The Internet business continues to grow. While the Wapiti Labs website is a resource for sales, Craig states that online retailer buyers are becoming the largest customers.

Klint Wylie and Lora, his wife, are now the primary residents and daily caretakers of Wolf Creek Elk Ranch. They have provided Craig and Kathy, who moved to McGregor, with grandchildren. Craig remains active in the business.

The Wylies have added an additional 80 acres in recent years and steadily increases the herd, which now numbers 160 elk. All animals are certified disease free by the Minnesota Board of Animal Health and are registered with the North American Elk Breeders Association.

The herd is closed, meaning all animals are born and raised on the ranch with no imports. This reduces the chance of illness and keeps disease to a minimum. The ranch has never had a case of Chronic Wasting Disease (CWD) and continues to maintain a current CWD-free certification, which is one of the most important reasons to keep a closed herd.

C.M. Swanson

Craig Wylie stands behind Lora and Klint Wylie who are seated with Georgianna, their 3-year-old daughter. Oakley, the couple's 18-month-old daughter was not available for the photo.

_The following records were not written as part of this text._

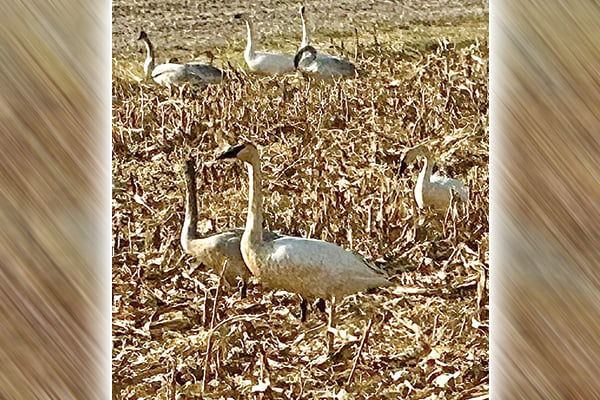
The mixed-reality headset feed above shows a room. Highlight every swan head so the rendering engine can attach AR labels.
[400,144,429,175]
[294,45,317,69]
[216,143,258,163]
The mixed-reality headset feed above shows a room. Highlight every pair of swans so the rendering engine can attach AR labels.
[138,31,223,87]
[235,6,356,79]
[181,143,392,351]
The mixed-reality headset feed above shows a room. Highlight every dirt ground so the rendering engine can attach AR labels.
[112,0,489,400]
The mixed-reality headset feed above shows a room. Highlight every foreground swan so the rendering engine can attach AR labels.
[138,31,223,87]
[217,144,392,350]
[234,14,295,75]
[181,160,278,297]
[400,144,469,211]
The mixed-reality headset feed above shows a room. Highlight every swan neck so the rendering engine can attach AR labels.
[300,13,309,48]
[419,156,433,182]
[181,166,198,251]
[144,38,154,76]
[244,19,254,58]
[244,160,263,247]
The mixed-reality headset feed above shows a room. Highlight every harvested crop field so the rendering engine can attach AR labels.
[112,0,489,399]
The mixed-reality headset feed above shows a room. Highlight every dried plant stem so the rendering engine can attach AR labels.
[201,261,227,393]
[346,318,373,385]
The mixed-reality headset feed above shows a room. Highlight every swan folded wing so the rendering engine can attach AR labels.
[262,236,391,298]
[152,63,222,85]
[431,175,469,200]
[317,55,356,76]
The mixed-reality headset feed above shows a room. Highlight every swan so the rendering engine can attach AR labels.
[138,31,223,87]
[180,159,279,298]
[216,143,392,351]
[294,6,356,78]
[234,14,295,75]
[294,45,356,79]
[400,144,469,210]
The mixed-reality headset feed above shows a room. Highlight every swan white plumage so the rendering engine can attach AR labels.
[217,143,392,350]
[294,6,356,78]
[138,31,223,87]
[234,14,295,75]
[181,160,279,297]
[400,144,469,211]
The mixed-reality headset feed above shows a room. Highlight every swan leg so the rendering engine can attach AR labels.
[300,297,308,322]
[314,298,325,313]
[240,280,248,299]
[327,296,335,354]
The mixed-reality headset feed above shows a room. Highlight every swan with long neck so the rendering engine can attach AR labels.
[138,31,223,87]
[294,6,356,79]
[180,159,284,296]
[400,144,469,211]
[217,143,392,350]
[234,14,295,75]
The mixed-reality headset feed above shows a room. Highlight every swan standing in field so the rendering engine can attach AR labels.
[400,144,469,211]
[217,144,392,351]
[138,31,223,87]
[294,45,356,79]
[181,160,278,298]
[294,6,356,78]
[234,14,295,75]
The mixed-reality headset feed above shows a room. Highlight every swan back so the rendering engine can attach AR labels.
[138,31,223,86]
[294,45,356,79]
[234,14,294,75]
[255,236,392,299]
[217,144,392,298]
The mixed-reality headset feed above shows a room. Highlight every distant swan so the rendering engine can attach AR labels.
[217,144,392,351]
[294,45,356,78]
[138,31,223,87]
[294,6,356,78]
[234,14,295,75]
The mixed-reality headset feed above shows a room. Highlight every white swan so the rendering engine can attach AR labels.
[180,160,279,297]
[138,31,223,87]
[234,14,295,75]
[217,144,392,350]
[294,6,356,78]
[400,144,469,211]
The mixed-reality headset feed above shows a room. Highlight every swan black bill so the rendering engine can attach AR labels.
[400,160,408,175]
[217,144,246,160]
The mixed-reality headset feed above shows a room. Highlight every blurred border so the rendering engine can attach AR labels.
[490,1,600,399]
[0,0,600,399]
[0,0,111,399]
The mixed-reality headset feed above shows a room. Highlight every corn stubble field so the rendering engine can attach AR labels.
[112,4,489,399]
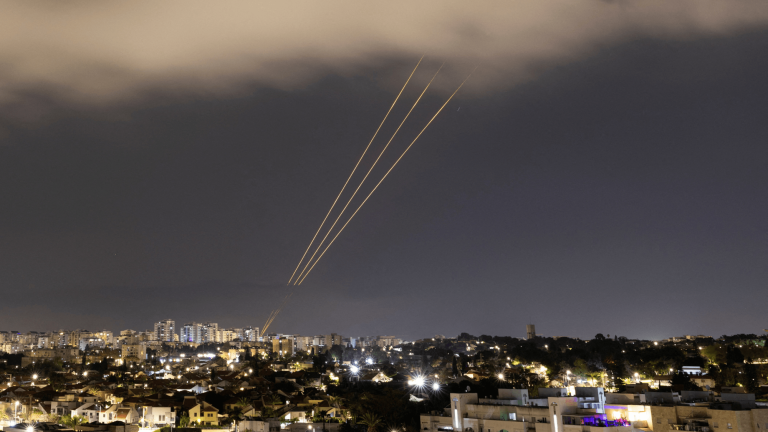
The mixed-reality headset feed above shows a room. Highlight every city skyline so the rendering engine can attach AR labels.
[0,1,768,340]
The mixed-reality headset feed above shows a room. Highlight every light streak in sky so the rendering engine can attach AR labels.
[293,63,445,285]
[298,68,477,285]
[287,56,424,285]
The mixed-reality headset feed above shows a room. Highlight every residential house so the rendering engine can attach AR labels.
[189,402,219,426]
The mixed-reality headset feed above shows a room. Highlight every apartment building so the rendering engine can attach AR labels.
[421,387,768,432]
[155,319,176,342]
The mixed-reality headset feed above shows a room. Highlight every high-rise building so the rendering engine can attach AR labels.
[323,333,341,348]
[242,327,259,342]
[181,322,219,343]
[525,324,536,339]
[272,336,294,357]
[155,319,176,342]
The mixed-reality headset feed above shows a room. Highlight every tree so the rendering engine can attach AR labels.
[360,411,381,432]
[317,410,328,431]
[61,414,88,430]
[743,363,760,393]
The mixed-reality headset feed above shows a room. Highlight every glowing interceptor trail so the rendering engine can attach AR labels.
[287,56,424,285]
[298,68,477,285]
[296,63,445,285]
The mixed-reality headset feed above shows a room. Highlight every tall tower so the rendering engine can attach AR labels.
[525,324,536,340]
[155,319,176,342]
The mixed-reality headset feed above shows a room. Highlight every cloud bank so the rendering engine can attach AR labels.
[0,0,768,116]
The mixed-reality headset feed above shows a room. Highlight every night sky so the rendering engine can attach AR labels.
[0,2,768,339]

Natural and artificial insemination methods are used to optimize the genetic pool of the herd. The animals are grass fed from Wolf Creek pastures in the summer and from local hay in the winter.

"What they eat for 98 percent of the year is within 10 miles of where we're sitting," said Craig. "They do fine on grass. They are three times more efficient than cattle. That's why, in 13 years, we never picked up one ounce of manure. What comes out goes right back into the ground. In fact, when we've had the soil tested, they say this land is extremely high in organic matter."

As Wolf Creek Elk Ranch and Wapiti Labs grow (now employing 15 people), so does society's awareness of the benefits of supplements.

"I think people are becoming more aware of the realities of what we eat and the pills we take," said Craig. "These supplements aren't anything I invented. I'm just providing them to people who may have never heard of them before."